Городецкий поселился в старом доме возле Иверской и уверял гостей, что это покои Годунова. Стены в его покоях действительно были толстенные. Жена крестом резала тесто и вела древнерусские разговоры. Сырая и добродушная женщина, она всегда помнила, что ей надлежит быть русалкой, потому что звали ее Нимфой. Мандельштам упорно называл ее Анной, кажется, Николаевной, а Городецкий столь же упорно поправлял: "Нимфа"...

[40]

Мандельштам жаловался, что органически не может произнести такое дурацкое имя, но проблема оказалась второстепенной, потому что в годуновские покои нас не тянуло.

На этом этапе Городецкий был еще терпим - он только хвастался. С него началась длиннейшая серия хвастунов: и сейчас старики, которым бы впору подумать о душе, ходят по Москве и хвастаются. Их много, и, я думаю, причина хвастовства в том, что надежды не оправдались и жизнь прожита впустую. Городецкий первый занялся этой деятельностью, а лет ему было сорок, может, с лишком: ранняя старость. Он хвастался доверием начальства, поручившего ему переделать текст оперы Глинки, гениальностью своих стихов и басен, которые он не уставал сочинять, умением жарить помидоры, качеством рубашек, сделанных из материи, пропускающей воздух, доходами и пайками...

Последний раз я столкнулась с ним в Ташкенте в период эвакуации. Он жил в том же доме, что Ахматова, - она в каморке на втором этаже полуразрушенного трущобного дома, он внизу - в сносной квартире. Меня он не узнавал, сознательно или нет, я не знаю, но меня вполне это устраивало говорить с таким типом мне не хотелось, потому что все годы он только и делал, что публично отрекался от погибших и вопил про адамистов, ничего общего с акмеистами не имевших. Зато он перехватывал людей, шедших к Ахматовой, и спрашивал, что делает там наверху "моя недоучка". До нас доходили его высказыванья за чайным столом про контрреволюционную деятельность Ахматовой, Гумилева и прочих акмеистов, по имени не называемых. К Ахматовой забегала его дочь, славная, недалекая женщина, обожавшая отца. Она, по глупости, передавала нам, что говорит отец, и советовала Ахматовой исправиться. Мы молчали, жалея дурочку. Все, что говорил Городецкий, звучало как донос, но я не знаю, ограничивался ли он болтовней во дворе да еще публичными выступлениями или ходил со своими доносами по начальству. Я считаю, что акмеистам повезло: обстоятельства сложились так, что Городецкий сам от них отрекся. Было бы гораздо хуже, если б они оказались не загнанными, а процветающими и Городецкий бы нес

[41]

всякую чушь и гадость, подсказанную модой времени, от их имени. К счастью, этого не случилось, но легкомыслие Гумилева, слишком хорошего организатора, привлекшего в молодую группу признанного символистами поэта, подарило им связь с дрянным типом, маразматиком и доносчиком от природы.

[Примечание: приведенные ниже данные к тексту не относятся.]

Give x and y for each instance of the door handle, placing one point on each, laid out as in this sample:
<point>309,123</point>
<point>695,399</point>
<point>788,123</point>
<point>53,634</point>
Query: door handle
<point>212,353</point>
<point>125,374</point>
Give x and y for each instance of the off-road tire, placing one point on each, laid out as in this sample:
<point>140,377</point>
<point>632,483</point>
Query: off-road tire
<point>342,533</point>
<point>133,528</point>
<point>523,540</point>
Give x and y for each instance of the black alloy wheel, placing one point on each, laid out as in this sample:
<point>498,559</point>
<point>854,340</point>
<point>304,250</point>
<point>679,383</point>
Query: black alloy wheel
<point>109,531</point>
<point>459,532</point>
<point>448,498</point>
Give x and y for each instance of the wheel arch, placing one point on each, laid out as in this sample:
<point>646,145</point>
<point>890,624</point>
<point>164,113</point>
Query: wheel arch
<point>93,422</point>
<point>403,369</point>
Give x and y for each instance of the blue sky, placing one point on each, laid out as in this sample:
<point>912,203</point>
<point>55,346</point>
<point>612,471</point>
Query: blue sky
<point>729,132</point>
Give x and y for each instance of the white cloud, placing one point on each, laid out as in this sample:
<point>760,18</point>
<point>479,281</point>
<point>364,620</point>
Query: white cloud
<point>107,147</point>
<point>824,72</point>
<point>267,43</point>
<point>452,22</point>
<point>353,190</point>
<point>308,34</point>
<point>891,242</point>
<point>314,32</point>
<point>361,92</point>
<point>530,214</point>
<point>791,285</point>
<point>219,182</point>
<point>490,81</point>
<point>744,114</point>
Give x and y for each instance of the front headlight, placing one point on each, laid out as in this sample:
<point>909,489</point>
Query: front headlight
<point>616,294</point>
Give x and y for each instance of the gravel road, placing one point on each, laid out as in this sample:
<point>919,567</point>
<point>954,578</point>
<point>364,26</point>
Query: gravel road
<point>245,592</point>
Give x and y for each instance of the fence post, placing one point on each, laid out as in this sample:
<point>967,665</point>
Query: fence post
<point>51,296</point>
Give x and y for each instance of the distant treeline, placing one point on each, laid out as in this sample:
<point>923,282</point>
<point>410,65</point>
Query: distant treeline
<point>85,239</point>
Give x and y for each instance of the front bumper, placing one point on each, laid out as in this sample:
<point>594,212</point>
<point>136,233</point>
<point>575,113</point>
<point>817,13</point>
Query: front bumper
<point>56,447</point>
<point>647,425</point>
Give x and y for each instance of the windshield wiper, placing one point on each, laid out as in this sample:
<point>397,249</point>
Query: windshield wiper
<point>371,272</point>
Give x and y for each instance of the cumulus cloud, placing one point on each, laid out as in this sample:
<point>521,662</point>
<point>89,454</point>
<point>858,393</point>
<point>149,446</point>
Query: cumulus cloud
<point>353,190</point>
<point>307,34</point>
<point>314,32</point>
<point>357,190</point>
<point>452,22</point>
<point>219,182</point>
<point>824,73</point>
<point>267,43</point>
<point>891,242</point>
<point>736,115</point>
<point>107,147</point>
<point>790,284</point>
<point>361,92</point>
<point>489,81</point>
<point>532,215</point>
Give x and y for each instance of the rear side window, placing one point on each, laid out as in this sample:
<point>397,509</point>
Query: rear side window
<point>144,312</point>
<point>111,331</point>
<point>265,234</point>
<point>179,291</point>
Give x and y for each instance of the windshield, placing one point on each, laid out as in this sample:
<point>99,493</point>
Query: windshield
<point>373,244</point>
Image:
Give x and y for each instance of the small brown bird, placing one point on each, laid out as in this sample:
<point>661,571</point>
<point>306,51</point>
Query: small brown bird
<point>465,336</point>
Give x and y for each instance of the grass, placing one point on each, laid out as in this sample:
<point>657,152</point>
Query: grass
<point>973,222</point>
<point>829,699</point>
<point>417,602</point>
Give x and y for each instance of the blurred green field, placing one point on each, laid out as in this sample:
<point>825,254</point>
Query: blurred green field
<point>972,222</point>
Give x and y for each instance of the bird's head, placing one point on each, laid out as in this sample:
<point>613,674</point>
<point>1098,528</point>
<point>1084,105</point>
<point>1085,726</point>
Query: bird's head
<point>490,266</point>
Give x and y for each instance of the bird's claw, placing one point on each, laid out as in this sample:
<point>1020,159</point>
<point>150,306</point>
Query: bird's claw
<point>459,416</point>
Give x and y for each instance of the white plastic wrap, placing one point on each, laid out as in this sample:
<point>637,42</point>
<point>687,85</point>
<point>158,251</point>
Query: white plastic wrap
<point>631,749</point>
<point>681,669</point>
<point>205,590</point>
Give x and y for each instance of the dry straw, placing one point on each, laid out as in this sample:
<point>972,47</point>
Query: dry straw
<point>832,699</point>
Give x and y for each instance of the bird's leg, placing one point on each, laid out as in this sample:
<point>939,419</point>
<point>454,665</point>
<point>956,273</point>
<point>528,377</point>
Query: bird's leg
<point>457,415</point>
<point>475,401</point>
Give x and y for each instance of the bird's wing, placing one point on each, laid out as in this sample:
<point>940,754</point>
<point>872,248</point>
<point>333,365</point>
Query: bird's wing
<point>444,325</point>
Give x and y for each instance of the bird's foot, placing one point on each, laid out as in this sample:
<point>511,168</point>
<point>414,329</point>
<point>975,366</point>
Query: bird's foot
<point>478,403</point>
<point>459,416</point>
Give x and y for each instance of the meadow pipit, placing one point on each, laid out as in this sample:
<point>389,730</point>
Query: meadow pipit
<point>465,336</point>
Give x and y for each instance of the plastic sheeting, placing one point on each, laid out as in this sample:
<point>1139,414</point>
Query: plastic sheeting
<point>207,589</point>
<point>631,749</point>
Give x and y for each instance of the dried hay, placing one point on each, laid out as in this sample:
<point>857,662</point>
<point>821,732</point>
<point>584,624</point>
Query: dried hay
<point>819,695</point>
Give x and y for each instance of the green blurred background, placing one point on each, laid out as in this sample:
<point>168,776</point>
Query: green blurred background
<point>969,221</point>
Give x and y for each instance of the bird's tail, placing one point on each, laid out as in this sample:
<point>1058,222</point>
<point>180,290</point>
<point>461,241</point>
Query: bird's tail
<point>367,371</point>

Из этого можно сделать еще два вывода: неудавшийся поэт, смолоду вкусивший хвалу и нечто вроде известности, превращается в зрелые годы в существо, не достойное имени человека. Сгусток злости и зависти отравляет его жизнь. Второй вывод, вернее, вопрос: как могли так ошибиться символисты, люди, как принято думать, образованные и руководствовавшиеся в своих суждениях как будто только литературными соображениями, а не литературной политикой. Ведь все они, включая Блока и Вячеслава Иванова, приняли Городецкого за надежду русской поэзии. Я где-то читала, что Хлебников таскал с собой "Ярь" и подарил свою книжку Городецкому с такой надписью: "Одно лето носивший за пазухой "Ярь", любящий и благодарный Хлебников". Я смотрела "Ярь" - в ней нет ни одной йоты подлинной поэзии, ни одного настоящего слова. У тех, кто превознес ее, должен был быть серьезный внутренний изъян, чтобы допустить такую оценку. В чем заключается этот изъян людей, живших в период, который и сейчас именуется "серебряным веком" русской поэзии? Встает еще один вопрос: действительно ли это был период расцвета искусства, особенно поэзии, второй после эпохи Пушкина, Баратынского и Тютчева? По моему глубокому убеждению - нет.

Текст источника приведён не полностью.